Mediation, as a tool for dispute resolution, is uniquely suited to the special circumstances of construction projects. But mediation is no panacea. The structure of the mediation process, the character and qualifications of the mediator, and the strategies employed by mediating parties—all these and more can have a profound effect on the success (or failure) of construction mediation. This article briefly summarizes practices that may improve the chances that mediation can resolve a construction dispute, quickly, cheaply and fairly. The intended readership for the article is both the counsel who participate as advocates in construction disputes, and their constituent clients.
I. FORMS OF MEDIATION
Forms of mediation vary widely, but (in broad terms) two main types have developed. The focus of this article is on “facilitative” mediation—a process where the parties engage in negotiations with the assistance of a mediator. The mediator may comment on and question the parties regarding the strengths and weaknesses of their claims and defenses, and may suggest forms of compromise that could be adopted by the parties.
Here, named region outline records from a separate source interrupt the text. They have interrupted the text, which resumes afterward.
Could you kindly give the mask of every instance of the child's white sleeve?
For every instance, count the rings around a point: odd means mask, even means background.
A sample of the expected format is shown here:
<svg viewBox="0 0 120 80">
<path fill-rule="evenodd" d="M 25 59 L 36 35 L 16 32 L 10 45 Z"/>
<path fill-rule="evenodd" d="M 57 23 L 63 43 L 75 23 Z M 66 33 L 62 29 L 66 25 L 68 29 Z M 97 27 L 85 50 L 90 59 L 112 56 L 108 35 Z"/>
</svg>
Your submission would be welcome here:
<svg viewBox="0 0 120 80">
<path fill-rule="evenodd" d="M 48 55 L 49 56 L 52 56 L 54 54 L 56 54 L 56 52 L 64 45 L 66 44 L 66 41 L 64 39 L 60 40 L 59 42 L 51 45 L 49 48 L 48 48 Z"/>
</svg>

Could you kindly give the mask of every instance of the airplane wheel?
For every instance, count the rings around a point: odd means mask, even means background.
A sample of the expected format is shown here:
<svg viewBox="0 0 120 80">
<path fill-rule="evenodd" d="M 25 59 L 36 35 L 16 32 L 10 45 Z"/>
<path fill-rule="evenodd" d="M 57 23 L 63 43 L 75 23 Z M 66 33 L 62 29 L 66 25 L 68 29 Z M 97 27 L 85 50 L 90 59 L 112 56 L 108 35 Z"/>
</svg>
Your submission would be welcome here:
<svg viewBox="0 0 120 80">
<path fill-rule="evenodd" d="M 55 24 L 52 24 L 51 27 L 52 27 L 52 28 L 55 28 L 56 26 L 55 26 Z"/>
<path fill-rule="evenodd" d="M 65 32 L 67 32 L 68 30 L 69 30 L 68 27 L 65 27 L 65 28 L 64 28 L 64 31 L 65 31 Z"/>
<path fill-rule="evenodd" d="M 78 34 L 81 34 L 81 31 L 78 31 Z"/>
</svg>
But the mediator does not, per se, provide an opinion on the likelihood of success of each party. That form of “evaluative” mediation, though non-binding (absent mutual consent of the parties) often involves more formal attempts to persuade the mediator of the merits of each party’s position, and thus may resemble more of the adversarial process (arbitration, litigation). Facilitative mediation typically embodies, as a central feature, control of the process (and the outcome) by the parties themselves.